Monday, June 20, 2016
Lavender Mint Lemonade
Since today is the first official day of summer, and it is beautiful here in the Midwest (beautiful as in, we don’t have a heat index over 100!), I thought I would share one of my family’s favorite summer beverages.
I am not a big fan of lemonade, but I will drink gallons of this throughout the summer. In fact, it is so popular in my house, I have to dry extra lavender and mint, just to ensure I have enough to last the whole summer!!
Originally, pioneers used either lemon or ginger to make this refreshing drink. Pioneers were out doing all their farming by hand & horse, and there was no such thing as air-conditioning, so they needed something to drink as a pick me up throughout the long day of field work.
Plain water does not always go down well when you are very hot, so the addition of lemons or ginger, made it easier to drink what you needed to, to stay hydrated. Most farm wives knew that ginger was great for your stomach and circulation, and of course a little sugar would provide the extra energy you needed to keep working. Since lemons were a ‘specialty’ in most places, I imagine it was a real treat when you got lemonade instead of gingerade!
During the summer I always start with fresh herbs right out of my garden. Mint is best grown in either a pot, or a space you don’t care it takes over in. It will quickly fill your entire garden if you don’t stay on top of it! I usually freeze some of my mint and lavender as well, so that I can continue making this even after everything is done blooming towards the end of the season.
I don’t have an exact recipe since my family loves this lemonade anyway I make it. Your family may not enjoy the same quantity of lavender and mint, so I suggest trying it with the amounts I have listed here, and then adjusting each time you make it until you find the winning combination.
Using a gallon beverage container (I like clear so I can see everything), fill it about ¼ of the way full with almost hot water. The warmth of the water will cause all the ingredients to release their oils a bit faster, which results in a fresher taste.
Add 2 lemons, sliced. Now add a handful of fresh mint leaves, and about 5 lavender stems. You can use just the flowering heads if you like. Mix gently with a wooden spoon. Now add ¾ of a cup of sugar. I use white sugar for this so that it doesn’t affect the color. You could use honey, which would give a more golden color. Stir again, and fill the container with water. Cover, or replace the lid, and refrigerate for at least 2 hours prior to drinking for best flavor.

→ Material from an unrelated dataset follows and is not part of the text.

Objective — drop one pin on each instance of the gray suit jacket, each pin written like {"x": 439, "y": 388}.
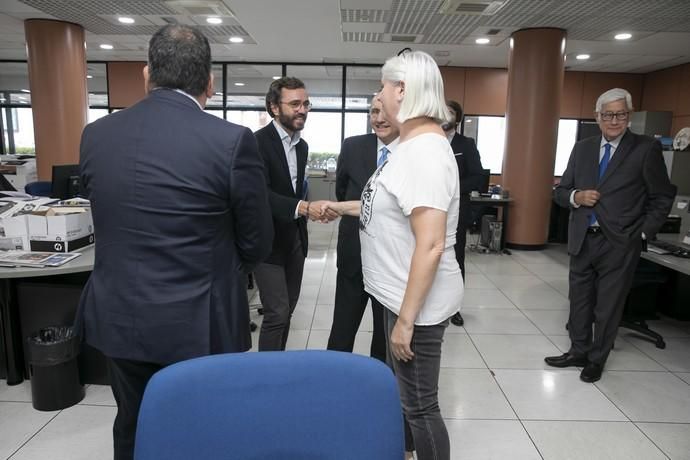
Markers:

Stir and taste before serving so you can add additional sugar if needed.
The longer it sits and steeps in the refrigerator, the stronger the flavor. If I plan on serving it sooner, I will squeeze the juice of an additional lemon in, and crush the lavender and mint a bit. I have also made this lemonade following more of a sun-tea method. Place all ingredients, plus water in container, and then let sit direct sun for about two hours. Refrigerate before drinking.
My family loves it with LOTS of mint and lavender, so I usually use double the amounts I have listed above. I also serve it over Lavender Mint ice cubes, which are not only pretty, but help keep the flavor. Just place one medium-large mint leaf in each cube, add a lavender blossom, fill with water and freeze.
For a more grown-up version of this lemonade, you can add a shot of Limoncello to your glass. This is super tasty at the end of your summer cookouts! Defintiely use the herb ice cubes for this, as Limoncello should be served chilled and you don't want to water down the flavors too much.